Exogenous administration of Thiogalmet ensured a higher CO₂ assimilation intensity by 120.6% compared to the control plants and by 38.5 and 19.2% higher compared to the photosynthetic intensity of the plants pre-treated with Thiourea and Galmet. The same differences were also recorded for the values of the transpiration process. The use of water in the process of synthesising organic substances was more effective in the pre-treated plants, especially in the plants that were exogenously administered Thiogalmet composition (Table 3). In the pre-treated plants, significantly higher values of the coefficient of water use efficiency were detected in the production process (45–82% compared to the control plants). Under the conditions of the hydrothermal regime installed at the “tasselling” phase (one of the plant’s critical periods with significant consequences for productivity), the insufficiency of precipitation and high temperatures (Figure 2 and Figure 3) conditioned stomatal closure and a significant decrease in CO₂ assimilation by the leaves (Table 3 and Table 4; Figure 4). Lack of soil moisture at the “tasselling” phase caused a decrease of 40.90% in stomatal conductance, of 9.95 in transpiration intensity and of 48.93% in carbon assimilation in control plants. In maize plants, PhAS used for seed and foliage pre-treatment caused changes in the assimilation processes of the same characteristic but was quantitatively less significant (Table 4, Figure 4).

During this period, stomatal conductance in control plants was reduced 1.7-fold and 1.8–2.0-fold in plants pre-treated with PhAS compared to the stomatal status of plants at the “9^th leaf” phase. Water consumption during transpiration was reduced 1.1-fold in control plants and 1.2-fold in plants pre-treated with PhAS. Photosynthesis intensity in plants pre-treated with Thiourea remained at a higher level and constituted a 32.7% increase in the values in control plants, while carbon assimilation in plants pre-treated with Galmet and Thiogalmet was higher by 44.1 and 54.2%, respectively.

The data obtained in the current work (Table 4; Figure 4) demonstrated that exogenous administration of PhAS for seed and foliage pre-treatment conditions reduced the impact caused by fluctuations in soil moisture levels and air temperature on the functional state of plants.

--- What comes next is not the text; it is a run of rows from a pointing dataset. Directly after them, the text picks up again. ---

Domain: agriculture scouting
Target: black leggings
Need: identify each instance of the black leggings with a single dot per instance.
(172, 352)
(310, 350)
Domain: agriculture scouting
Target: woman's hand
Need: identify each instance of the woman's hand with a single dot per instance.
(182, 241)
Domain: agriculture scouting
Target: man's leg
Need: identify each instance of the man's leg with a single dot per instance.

Stomatal conductance for CO₂ and H₂O throughout the experiments was higher in plants treated with PhAS, indicating a higher photosynthetic and transpiration intensity (Figure 4 and Figure 5).

Figure 4 – Dynamic of photosynthetic intensity in maize ‘P458’ plants pre-treated with Thiogalmet under natural moisture levels

Figure 5 – Modification of carbon dioxide assimilation in the leaves of ‘P458’ plants pre-treated with Thiourea, Galmet and Thiogalmet during the seed stage and vegetative growth

Plant pre-treatment with Galmet ensured a 71–65% increase in the rate of photosynthesis, with Thiourea showing a 52–59% increase and exogenous administration of Thiogalmet causing a 100–121% intensification of assimilation processes compared to control plants.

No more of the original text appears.